2012 Mar 05 at 10:30

DC 1304

Large-scale Graph Analytics: Patterns, Anomalies, and Tools

Leman, Akoglu, Dept. Comp. Sci., Carnegie Mellon University

Given large collections of data, how can we extract useful knowledge from it? How can we find regularities, anomalies, and events efficiently? With the advance of science and technology, we are witnessing an explosion in both the amount and complexity of data, constantly being generated. Today, interpreting this huge volume of data and extracting descriptive, predictive, and commercially or medically useful information from it is a big challenge.
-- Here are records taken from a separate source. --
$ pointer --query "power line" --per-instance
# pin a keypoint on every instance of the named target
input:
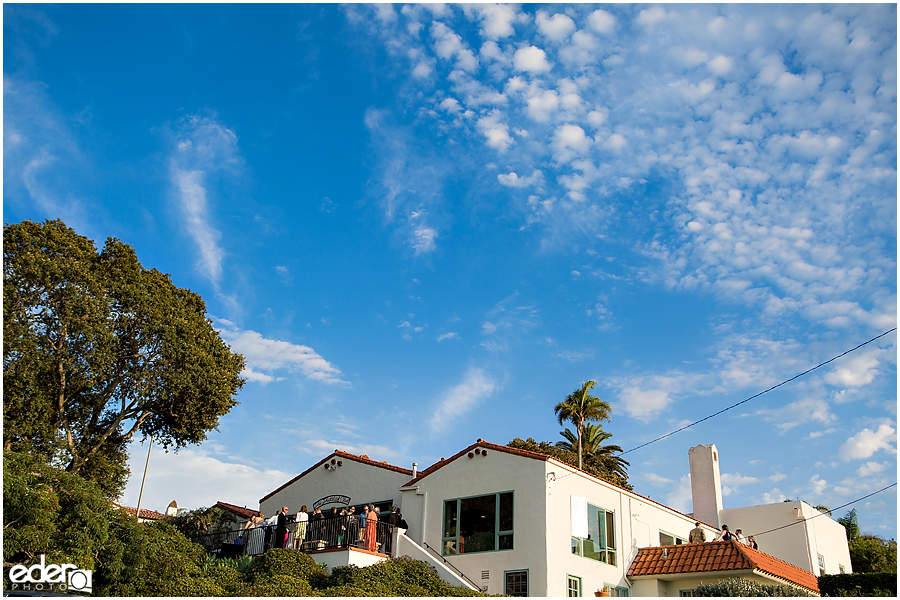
(786, 381)
(832, 510)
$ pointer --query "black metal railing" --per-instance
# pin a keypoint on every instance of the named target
(328, 533)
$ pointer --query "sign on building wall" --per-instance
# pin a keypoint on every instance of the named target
(334, 499)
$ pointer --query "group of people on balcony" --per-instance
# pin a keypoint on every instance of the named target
(697, 535)
(317, 531)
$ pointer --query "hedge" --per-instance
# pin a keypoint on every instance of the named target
(859, 584)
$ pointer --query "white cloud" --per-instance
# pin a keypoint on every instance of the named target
(654, 479)
(265, 356)
(601, 21)
(556, 28)
(867, 442)
(475, 387)
(496, 20)
(855, 371)
(512, 179)
(202, 147)
(817, 486)
(870, 468)
(195, 478)
(531, 60)
(643, 405)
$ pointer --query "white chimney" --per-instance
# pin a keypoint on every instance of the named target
(706, 483)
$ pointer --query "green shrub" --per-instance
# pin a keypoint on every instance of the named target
(859, 584)
(743, 588)
(280, 584)
(278, 561)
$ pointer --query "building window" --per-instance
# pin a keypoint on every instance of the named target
(600, 544)
(516, 583)
(573, 586)
(478, 524)
(667, 539)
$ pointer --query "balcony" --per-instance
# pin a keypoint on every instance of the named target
(330, 534)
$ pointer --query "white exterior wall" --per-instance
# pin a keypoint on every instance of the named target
(706, 483)
(360, 481)
(497, 472)
(798, 544)
(638, 523)
(542, 492)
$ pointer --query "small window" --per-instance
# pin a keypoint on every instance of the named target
(667, 539)
(516, 583)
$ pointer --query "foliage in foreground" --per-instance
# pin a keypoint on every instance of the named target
(859, 584)
(67, 518)
(98, 349)
(744, 588)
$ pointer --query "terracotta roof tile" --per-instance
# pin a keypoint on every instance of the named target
(145, 512)
(241, 511)
(339, 454)
(716, 556)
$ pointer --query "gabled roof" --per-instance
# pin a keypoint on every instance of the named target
(536, 456)
(478, 444)
(342, 455)
(706, 557)
(148, 514)
(241, 511)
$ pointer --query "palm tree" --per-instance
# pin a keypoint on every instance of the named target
(579, 407)
(602, 458)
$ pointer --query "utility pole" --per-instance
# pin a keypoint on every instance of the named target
(137, 512)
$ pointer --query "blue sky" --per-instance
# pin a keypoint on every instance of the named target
(427, 224)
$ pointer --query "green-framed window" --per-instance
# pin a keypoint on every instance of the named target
(478, 524)
(515, 583)
(600, 544)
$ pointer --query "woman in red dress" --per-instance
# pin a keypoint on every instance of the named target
(371, 529)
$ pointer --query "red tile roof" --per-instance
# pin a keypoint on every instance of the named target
(145, 513)
(241, 511)
(716, 556)
(339, 454)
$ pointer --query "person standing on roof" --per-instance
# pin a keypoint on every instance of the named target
(725, 536)
(697, 534)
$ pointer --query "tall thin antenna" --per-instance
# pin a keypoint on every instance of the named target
(137, 512)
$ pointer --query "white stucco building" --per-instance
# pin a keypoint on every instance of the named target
(510, 521)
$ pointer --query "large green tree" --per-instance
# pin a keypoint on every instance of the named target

In this talk, I will describe how we exploit graph mining techniques for large data analytics with applications on diverse real graphs ranging from social and information graphs like Twitter and YouTube to communication graphs. Our contributions follow three main tracks: (1) graph pattern mining and generators, focusing on identifying regularities in the formation and evolution of real graphs, and building generative models that can mimic the properties that real graphs exhibit; (2) graph anomaly detection, exploiting the discovered patterns as well as various compression techniques to spot irregularities and discontinuities in complex graphs that grow over time; and (3) scalable graph mining algorithms, focusing on developing a breadth of fast algorithms and tools that provide the means for massive graph analytics, including anomaly detection, nearest-neighbor search, community detection, as well as visualization and sensemaking.



Bio

Leman Akoglu is a Ph.D. candidate in the Computer Science Department at Carnegie Mellon University, advised by Christos Faloutsos. She received her B.S. at Bilkent University in 2007. She won 2 best paper awards and published 14 refereed articles in major data mining venues. She is one of the inventors of 3 U.S. patents, filed by IBM T. J. Watson Research Labs. Her research focuses on large-scale data analytics, with an emphasis on anomaly and event detection in large, time-varying graphs using scalable algorithms and tools.